The lighting in here was dim. Lighting him ... in golden, honey-hinted hues. And his pink, long tail trailed behind him, hanging above the carpet.
"Field, don't doubt ... don't think you're any more awkward than the rest of us. Or any more ... that you're worse for wear."
The mouse breathed in and out ... slowly. Against her neck. Hugging her a bit closer.
"Whatever you think you've done wrong," she whispered into his swiveling hear. "I forgive you. Whatever you think your detriments are ... I'll cancel them out. As you've cancelled mine. We don't have to ... mire ourselves in our ... just, Field," she said, voice trailing in and out. "Please ... "
He nodded. Letting it go. And ... nodding. Knowing that love was a summer house. With the warning, "Dangerous terrain." A long and silver path through the dust and ... all that remains. It was an adventure. A journey. It got them out of a world that was mad. And though neither of them professed to understand, their love did, indeed, allow them to walk on solid land.
Their love was like air. It did permeate ... everywhere.

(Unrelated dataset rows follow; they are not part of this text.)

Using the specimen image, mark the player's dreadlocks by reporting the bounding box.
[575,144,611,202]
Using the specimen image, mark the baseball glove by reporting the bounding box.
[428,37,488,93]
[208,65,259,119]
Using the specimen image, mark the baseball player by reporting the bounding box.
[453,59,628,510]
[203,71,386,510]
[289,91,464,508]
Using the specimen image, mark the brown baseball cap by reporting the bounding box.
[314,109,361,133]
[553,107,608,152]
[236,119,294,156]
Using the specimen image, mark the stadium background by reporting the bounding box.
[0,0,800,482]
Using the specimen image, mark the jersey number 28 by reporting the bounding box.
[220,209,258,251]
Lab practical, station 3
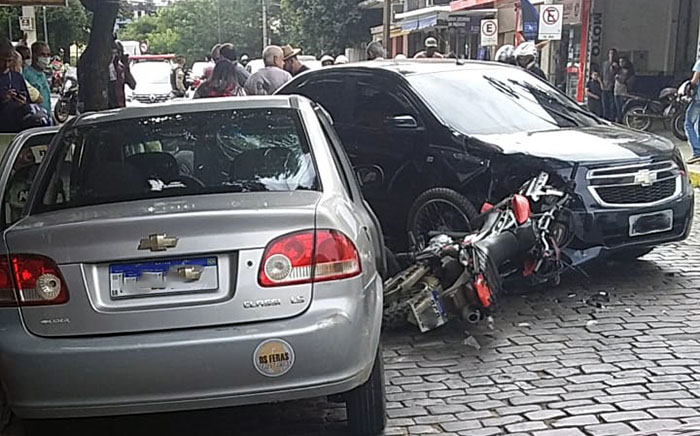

"Tell me," he asked her, "what it's like ... to fly."
"Mm?"
"When you fly," he whispered. "What is it like? Is there air," he asked, "in your bones? Where the marrow should be?"
She smiled against his neck. Nose on his neck. His nose now on her cheek.
She was so beautiful. She was made for flight. The mouse was made for scurrying, burrowing ... was made for the ground. But she ... oh, she was made for the air! And he could only wonder what it must be like up there. The mouse had no head for heights.
"Well, it's hard to say ... I mean, if you have no reference, but ... " She hugged to him. Pressed to his chest. Wings round his back. So warm. So close. She could feel the heat of him. And as they moved delicately around the room, she felt they were being slow-roasted. By some kind of fire. Invisible or not. In the passion in which they were caught.
The mouse chitter-squeaked very airily ... turning her in a slow circle.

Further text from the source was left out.